Most SEO monitoring tools give you a snapshot: today's clicks, today's issues, today's recommendations. You fix something, come back tomorrow, and the tool has no idea what you did or whether it helped.
I wanted something smarter a system that remembers site's history, correlates code changes with ranking shifts, and gives AI-generated insights that get better every day. Here's what I built and how.
The Problem With Basic SEO Monitoring
A typical monitoring setup looks like this:
- Fetch Google Search Console data
- Run a Lighthouse audit
- Send a Slack message with today's numbers
That's fine. But it can't answer questions like:
- "Did that metadata fix I deployed 10 days ago actually improve rankings?"
- "This recommendation has been flagged for 15 days why hasn't it been fixed?"
- "Clicks dropped this week was it a code change or an algorithm shift?"
To answer those questions, you need memory. That's where Cognee comes in.
What Is Cognee?
Cognee is a knowledge graph SDK. Instead of storing data as flat rows in a database, it extracts entities and relationships and stores them as nodes and edges in a graph (Neo4j) with vector embeddings in a vector database (ChromaDB).
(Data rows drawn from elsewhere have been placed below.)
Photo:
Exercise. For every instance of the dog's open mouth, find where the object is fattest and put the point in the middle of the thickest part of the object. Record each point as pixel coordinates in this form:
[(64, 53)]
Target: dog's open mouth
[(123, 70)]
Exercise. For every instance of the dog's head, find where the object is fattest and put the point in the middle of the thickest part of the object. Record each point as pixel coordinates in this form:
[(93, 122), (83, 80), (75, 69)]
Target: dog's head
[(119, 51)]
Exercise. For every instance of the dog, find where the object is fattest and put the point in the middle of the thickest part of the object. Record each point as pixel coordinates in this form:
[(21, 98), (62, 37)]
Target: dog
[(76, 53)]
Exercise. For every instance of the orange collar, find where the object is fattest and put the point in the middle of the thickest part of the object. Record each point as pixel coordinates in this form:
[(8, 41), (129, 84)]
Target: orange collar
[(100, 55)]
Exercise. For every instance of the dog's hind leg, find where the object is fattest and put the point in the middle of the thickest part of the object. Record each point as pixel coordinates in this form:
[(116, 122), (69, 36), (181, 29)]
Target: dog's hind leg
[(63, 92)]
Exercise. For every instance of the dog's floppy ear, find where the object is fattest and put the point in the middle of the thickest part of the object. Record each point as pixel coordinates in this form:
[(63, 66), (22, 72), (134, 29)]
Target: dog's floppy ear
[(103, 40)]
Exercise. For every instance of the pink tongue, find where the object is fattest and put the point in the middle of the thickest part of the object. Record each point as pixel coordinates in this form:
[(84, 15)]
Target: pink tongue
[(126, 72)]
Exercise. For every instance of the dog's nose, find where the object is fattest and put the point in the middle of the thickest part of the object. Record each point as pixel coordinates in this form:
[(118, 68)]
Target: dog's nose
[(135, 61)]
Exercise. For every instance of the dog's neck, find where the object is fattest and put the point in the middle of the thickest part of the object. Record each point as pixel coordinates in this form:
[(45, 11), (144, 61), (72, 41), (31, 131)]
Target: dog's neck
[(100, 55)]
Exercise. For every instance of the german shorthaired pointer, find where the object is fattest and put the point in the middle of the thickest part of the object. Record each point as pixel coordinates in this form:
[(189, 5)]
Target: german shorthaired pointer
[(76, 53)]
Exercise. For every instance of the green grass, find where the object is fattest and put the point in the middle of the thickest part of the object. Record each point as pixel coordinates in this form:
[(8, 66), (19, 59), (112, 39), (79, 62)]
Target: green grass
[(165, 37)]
Think of it like this: a normal database stores "clicks = 262 on April 8". A knowledge graph stores "keyword 'vibe trading' ranked at position 1.78 on April 8, which is 12 spots better than March 25, and that improvement happened 3 days after a metadata fix was deployed".
The difference matters when you want AI to reason across weeks of history not just today.
System Architecture
The full pipeline runs daily via GitHub Actions:
PHASE 1 — Parallel data collection
├── Lighthouse audit (performance, SEO scores)
├── Broken links check
├── Meta tags validation
├── Core Web Vitals (via PageSpeed API)
└── Google Search Console (clicks, CTR, position, queries)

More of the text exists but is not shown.